DPO-as-a-Service

Matt Meinel 

A Compliant and Cost-Effective Way to Protect Your Company’s Personal Data

Businesses have a data-privacy compliance challenge. 

More privacy laws mean increasingly complicated and costly regulatory risks for companies that collect, use, or store personal data. As a result, businesses need privacy professionals to mitigate these risks. And some laws, including the EU General Data Protection Regulation (GDPR), require the appointment of a Data Protection Officer (DPO) to oversee compliance and liaise with regulatory authorities.

This creates a staffing challenge. Fully qualified privacy professionals are hard to find, and existing internal resources may not have the expertise or independence to satisfy the GDPR’s strict DPO requirements. 

But there’s a solution.

The GDPR and other data protection laws allow companies to contract with an external resource to serve as the DPO in what is known as a DPO-as-a-service model (“DPOaaS” or an “External DPO”). The External DPO solution allows businesses to appoint a team of true privacy experts as their DPO without straining overwhelmed and potentially underqualified internal resources.

How should a company decide whether to outsource its DPO? 

This is a multifactor decision, with the various requirements and considerations falling into three groups: (1) expertise and qualifications; (2) independence and conflicts of interest; and (3) cost. 

1) Expertise and qualifications

DPOs must have a wide range of cross-functional knowledge and skills, such as: 

  • Expertise in data privacy/protection law

  • Knowledge of business strategy

  • Experience with training and cultural awareness campaigns

  • Ability to represent the company to the public and regulators

Few individuals embody all these requirements, and those that do are likely high-level managers with many oversight responsibilities and insufficient capacity to implement and manage an additional compliance initiative. 

But contracting with a DPOaaS provider guarantees the cross-functional support your company needs to have an effective privacy program. 

  • External DPOs are full-time privacy experts who have and maintain privacy-specific certifications and recognitions, such as the prestigious Fellow of Information Privacy (FIP) designation. 

  • An external DPO has experience creating and running privacy programs and benefits from best practices learned by advising multiple clients. 

  • DPOaaS contracts include a full support team made up of attorneys, corporate trainers, forensics examiners, or other privacy professionals who provide the broad expertise required for success.

2) Independence and conflicts of interest

Per the GDPR, the DPO must operate in an “independent manner,” “free from conflicts of interest.” 

EU regulators take this independence requirement seriously and can construe it narrowly. For example, one regulator determined that a company demonstrated a “high degree of negligence” by appointing its “head of compliance, audit, and risk” as DPO because that employee was not sufficiently independent.
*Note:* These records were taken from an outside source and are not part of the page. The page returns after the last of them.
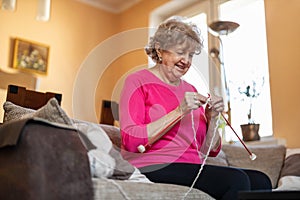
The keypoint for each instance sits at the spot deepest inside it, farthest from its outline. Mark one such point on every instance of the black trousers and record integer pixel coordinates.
(217, 181)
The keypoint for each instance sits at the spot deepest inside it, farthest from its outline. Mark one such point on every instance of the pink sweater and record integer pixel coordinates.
(145, 98)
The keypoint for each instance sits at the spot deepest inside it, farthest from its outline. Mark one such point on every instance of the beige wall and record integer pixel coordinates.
(72, 32)
(283, 30)
(75, 30)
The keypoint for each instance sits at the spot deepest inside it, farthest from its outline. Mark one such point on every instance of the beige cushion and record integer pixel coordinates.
(114, 189)
(269, 159)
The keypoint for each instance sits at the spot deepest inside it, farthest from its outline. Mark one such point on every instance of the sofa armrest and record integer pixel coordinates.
(47, 162)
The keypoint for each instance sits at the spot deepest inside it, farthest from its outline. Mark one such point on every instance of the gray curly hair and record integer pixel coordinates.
(171, 32)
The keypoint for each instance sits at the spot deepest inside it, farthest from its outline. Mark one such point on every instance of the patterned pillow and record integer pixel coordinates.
(52, 112)
(269, 159)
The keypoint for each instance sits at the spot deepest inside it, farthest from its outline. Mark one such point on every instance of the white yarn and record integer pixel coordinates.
(199, 153)
(119, 188)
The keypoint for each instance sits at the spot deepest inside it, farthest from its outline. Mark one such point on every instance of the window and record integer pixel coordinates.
(246, 60)
(244, 55)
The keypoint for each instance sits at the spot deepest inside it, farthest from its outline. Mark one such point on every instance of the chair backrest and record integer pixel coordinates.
(29, 98)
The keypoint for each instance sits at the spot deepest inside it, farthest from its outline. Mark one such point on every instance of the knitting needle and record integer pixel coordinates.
(252, 155)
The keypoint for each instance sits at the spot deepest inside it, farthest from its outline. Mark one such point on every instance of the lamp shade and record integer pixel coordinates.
(223, 27)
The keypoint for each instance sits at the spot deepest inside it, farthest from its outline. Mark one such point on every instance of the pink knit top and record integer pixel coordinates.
(144, 99)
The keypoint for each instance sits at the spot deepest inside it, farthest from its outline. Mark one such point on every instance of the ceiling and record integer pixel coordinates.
(114, 6)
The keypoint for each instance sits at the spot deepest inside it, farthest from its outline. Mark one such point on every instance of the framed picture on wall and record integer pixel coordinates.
(30, 56)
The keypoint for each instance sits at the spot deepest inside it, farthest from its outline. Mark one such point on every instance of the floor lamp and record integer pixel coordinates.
(222, 28)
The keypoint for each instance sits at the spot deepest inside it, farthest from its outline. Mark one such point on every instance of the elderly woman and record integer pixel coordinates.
(177, 123)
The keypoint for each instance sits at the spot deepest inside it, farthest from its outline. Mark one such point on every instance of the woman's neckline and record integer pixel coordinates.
(158, 76)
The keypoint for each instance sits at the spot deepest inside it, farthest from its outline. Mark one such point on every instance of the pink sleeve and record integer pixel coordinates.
(132, 115)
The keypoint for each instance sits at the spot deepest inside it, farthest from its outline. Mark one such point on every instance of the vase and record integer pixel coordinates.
(250, 132)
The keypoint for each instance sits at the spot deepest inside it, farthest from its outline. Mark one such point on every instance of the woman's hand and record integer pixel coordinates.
(192, 101)
(214, 107)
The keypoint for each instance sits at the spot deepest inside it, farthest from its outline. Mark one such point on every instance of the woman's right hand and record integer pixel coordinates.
(192, 101)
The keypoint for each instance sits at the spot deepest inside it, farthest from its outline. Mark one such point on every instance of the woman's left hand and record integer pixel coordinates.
(214, 107)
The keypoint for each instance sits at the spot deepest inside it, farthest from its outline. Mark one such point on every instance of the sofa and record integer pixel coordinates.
(45, 154)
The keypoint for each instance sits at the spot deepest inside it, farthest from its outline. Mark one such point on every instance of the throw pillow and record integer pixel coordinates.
(269, 159)
(290, 173)
(52, 112)
(99, 138)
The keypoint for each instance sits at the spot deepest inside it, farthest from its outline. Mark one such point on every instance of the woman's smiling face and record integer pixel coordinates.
(177, 60)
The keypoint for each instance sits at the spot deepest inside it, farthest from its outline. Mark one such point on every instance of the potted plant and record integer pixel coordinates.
(250, 92)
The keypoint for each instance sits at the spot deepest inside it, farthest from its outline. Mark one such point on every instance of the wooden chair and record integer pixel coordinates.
(29, 98)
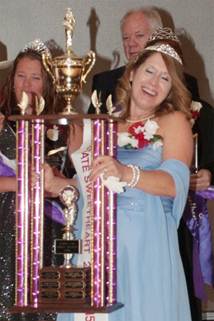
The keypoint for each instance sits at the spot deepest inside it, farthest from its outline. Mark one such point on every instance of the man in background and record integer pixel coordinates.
(136, 27)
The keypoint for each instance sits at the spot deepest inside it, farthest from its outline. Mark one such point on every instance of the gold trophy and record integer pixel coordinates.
(68, 246)
(69, 72)
(66, 284)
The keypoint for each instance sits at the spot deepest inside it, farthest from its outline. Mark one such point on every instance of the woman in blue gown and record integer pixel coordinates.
(153, 159)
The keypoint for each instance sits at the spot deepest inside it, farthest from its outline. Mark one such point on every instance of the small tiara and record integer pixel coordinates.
(38, 46)
(163, 34)
(165, 49)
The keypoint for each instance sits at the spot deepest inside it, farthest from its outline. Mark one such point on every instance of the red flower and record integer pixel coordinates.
(137, 131)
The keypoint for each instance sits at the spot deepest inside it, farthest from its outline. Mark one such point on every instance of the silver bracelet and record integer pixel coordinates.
(135, 175)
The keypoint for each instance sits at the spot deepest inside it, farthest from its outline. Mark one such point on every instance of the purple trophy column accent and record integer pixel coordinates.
(98, 212)
(22, 214)
(111, 223)
(37, 208)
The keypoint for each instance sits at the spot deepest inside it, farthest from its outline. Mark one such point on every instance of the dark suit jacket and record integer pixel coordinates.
(105, 83)
(204, 126)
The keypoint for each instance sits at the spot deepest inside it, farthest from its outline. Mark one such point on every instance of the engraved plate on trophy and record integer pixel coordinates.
(69, 71)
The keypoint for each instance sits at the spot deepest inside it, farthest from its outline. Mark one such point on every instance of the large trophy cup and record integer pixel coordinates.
(80, 288)
(69, 72)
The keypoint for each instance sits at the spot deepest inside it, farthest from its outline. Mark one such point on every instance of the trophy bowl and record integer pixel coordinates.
(69, 71)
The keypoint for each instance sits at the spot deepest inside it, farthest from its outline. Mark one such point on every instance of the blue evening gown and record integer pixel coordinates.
(151, 282)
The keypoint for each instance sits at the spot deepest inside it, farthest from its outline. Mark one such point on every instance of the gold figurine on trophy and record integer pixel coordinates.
(69, 71)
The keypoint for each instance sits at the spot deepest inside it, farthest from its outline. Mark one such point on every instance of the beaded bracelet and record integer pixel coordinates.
(135, 175)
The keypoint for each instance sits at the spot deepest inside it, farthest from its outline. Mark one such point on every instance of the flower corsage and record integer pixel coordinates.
(140, 135)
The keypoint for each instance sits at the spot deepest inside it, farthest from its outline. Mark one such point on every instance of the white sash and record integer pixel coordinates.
(82, 161)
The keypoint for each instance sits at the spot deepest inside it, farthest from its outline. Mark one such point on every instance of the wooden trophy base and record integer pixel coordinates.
(64, 290)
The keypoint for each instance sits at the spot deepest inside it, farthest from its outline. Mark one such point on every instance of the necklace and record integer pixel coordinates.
(139, 120)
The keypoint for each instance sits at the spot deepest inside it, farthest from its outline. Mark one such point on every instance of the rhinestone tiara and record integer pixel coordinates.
(165, 49)
(165, 33)
(38, 46)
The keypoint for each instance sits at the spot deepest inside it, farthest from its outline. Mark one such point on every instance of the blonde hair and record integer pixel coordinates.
(150, 13)
(178, 99)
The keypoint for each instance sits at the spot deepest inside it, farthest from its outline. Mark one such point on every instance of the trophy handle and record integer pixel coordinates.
(48, 65)
(88, 64)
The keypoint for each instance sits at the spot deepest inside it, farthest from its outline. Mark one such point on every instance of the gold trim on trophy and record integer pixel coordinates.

Let that sink in: The regulator said the head of internal audit was not independent enough to be DPO.

External DPOs are clearly independent and free of conflicts of interest internal to the company because they are objective third parties, akin to auditors, outside counsel, or business consultants.

Let that sink in: The regulator said the head of internal audit was not independent enough to be DPO.

3) Cost

Internal DPOs are expensive due to basic supply and demand. There is a limited number of qualified DPOs, but to date, over 500,000 companies have registered DPOs with European regulators. 
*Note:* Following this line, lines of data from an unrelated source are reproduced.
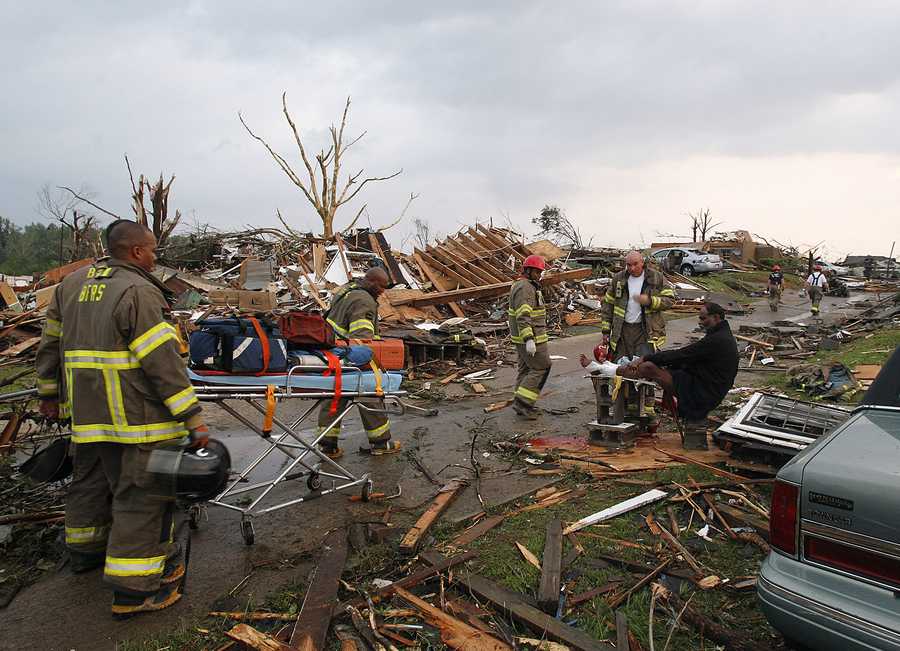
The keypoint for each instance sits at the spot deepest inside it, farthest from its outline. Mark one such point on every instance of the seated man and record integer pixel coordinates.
(699, 375)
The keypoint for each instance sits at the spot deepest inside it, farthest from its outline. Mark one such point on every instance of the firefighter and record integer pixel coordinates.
(354, 315)
(111, 363)
(528, 331)
(816, 286)
(776, 287)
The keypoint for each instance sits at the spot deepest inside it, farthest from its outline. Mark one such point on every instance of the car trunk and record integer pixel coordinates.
(850, 499)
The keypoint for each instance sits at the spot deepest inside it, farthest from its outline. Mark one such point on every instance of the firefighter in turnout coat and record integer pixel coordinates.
(111, 363)
(528, 331)
(354, 315)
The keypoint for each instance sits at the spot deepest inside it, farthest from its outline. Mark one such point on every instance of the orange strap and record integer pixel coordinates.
(264, 340)
(334, 366)
(270, 409)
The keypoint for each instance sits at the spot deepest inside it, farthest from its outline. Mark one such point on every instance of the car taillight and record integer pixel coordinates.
(852, 559)
(783, 518)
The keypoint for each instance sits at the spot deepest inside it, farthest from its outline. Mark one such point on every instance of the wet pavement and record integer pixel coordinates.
(66, 611)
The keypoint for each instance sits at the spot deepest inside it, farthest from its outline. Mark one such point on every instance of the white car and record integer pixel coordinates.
(687, 261)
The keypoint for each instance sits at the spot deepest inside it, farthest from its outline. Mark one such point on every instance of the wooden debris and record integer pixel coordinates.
(515, 605)
(255, 639)
(311, 628)
(528, 556)
(551, 568)
(454, 633)
(623, 507)
(444, 497)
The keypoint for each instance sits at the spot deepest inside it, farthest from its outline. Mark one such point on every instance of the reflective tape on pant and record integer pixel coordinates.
(134, 566)
(181, 401)
(155, 337)
(87, 535)
(379, 431)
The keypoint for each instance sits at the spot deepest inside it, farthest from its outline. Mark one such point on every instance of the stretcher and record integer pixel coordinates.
(323, 475)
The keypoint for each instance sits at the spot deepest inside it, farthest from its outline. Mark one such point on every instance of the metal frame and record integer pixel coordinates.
(306, 459)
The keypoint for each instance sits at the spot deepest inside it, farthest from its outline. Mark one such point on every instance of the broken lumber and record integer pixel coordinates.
(255, 639)
(515, 605)
(444, 497)
(454, 633)
(311, 628)
(487, 291)
(618, 509)
(551, 568)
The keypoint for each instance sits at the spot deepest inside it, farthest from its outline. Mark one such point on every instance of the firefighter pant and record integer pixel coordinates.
(115, 506)
(774, 297)
(815, 297)
(377, 425)
(533, 373)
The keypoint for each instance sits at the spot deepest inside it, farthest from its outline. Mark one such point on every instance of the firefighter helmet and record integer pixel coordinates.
(534, 262)
(191, 474)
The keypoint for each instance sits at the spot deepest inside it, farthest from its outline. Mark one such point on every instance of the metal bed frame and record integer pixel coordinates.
(306, 460)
The average DPO salary is $100,000. But to calculate the full cost of having a DPO, a business must consider not only salary but also its obligations to support the DPO by expensing continuing training and providing adequate support staff. This creates fixed long-term costs for the company.
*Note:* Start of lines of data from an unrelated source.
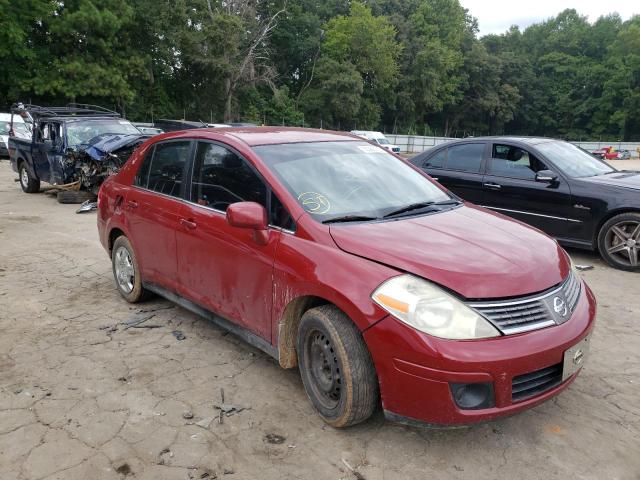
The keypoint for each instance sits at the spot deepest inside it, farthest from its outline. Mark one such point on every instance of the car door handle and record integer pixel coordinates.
(190, 224)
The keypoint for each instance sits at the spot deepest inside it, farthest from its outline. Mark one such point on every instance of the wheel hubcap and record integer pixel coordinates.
(623, 242)
(125, 273)
(324, 369)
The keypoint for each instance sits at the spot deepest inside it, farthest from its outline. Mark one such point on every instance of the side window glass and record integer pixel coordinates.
(167, 167)
(44, 133)
(467, 157)
(142, 177)
(437, 160)
(279, 216)
(514, 162)
(220, 178)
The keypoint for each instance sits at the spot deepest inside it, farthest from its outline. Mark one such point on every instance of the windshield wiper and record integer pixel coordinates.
(349, 218)
(416, 206)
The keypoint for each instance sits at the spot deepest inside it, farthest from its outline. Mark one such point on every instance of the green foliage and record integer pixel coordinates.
(413, 65)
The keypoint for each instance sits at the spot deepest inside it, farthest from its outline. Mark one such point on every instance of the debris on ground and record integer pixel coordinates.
(202, 473)
(124, 469)
(584, 267)
(138, 318)
(355, 472)
(205, 422)
(227, 409)
(163, 455)
(87, 206)
(275, 439)
(178, 334)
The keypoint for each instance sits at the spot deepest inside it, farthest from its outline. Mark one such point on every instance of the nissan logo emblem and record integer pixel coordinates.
(577, 357)
(560, 306)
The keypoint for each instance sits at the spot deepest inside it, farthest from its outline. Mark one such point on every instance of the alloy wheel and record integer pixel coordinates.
(324, 369)
(24, 177)
(125, 273)
(622, 241)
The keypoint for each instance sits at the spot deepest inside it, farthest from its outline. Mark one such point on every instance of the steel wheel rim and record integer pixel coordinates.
(622, 242)
(125, 273)
(324, 369)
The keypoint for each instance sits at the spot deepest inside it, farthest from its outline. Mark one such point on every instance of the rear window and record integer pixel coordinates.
(467, 157)
(166, 170)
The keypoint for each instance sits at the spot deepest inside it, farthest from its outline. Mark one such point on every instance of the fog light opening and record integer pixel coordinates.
(473, 396)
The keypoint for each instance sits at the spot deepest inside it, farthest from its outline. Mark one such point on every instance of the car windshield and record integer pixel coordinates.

An External DPO’s service contract can be customized to meet the business need and thereby save money.

  • For example, the service contract may provide for a few fixed hours of service per month but still allow for additional hours for significant projects.

  • DPOaaS providers can reduce costs and improve deliverable quality through delegation and specialization of the team members.

Conclusion: Consider DPO outsourcing to meet compliance obligations and minimize overall spend. 

Some companies have the capacity, resources, and need to hire a well-qualified DPO. For many companies, however, the internal privacy-staffing options would result only in an underqualified, understaffed DPO or exceeding company budgets to hire a fully compliant privacy department. 

Fortunately, DPOaaS provides a cost-efficient method for staffing a privacy program with experts in their fields.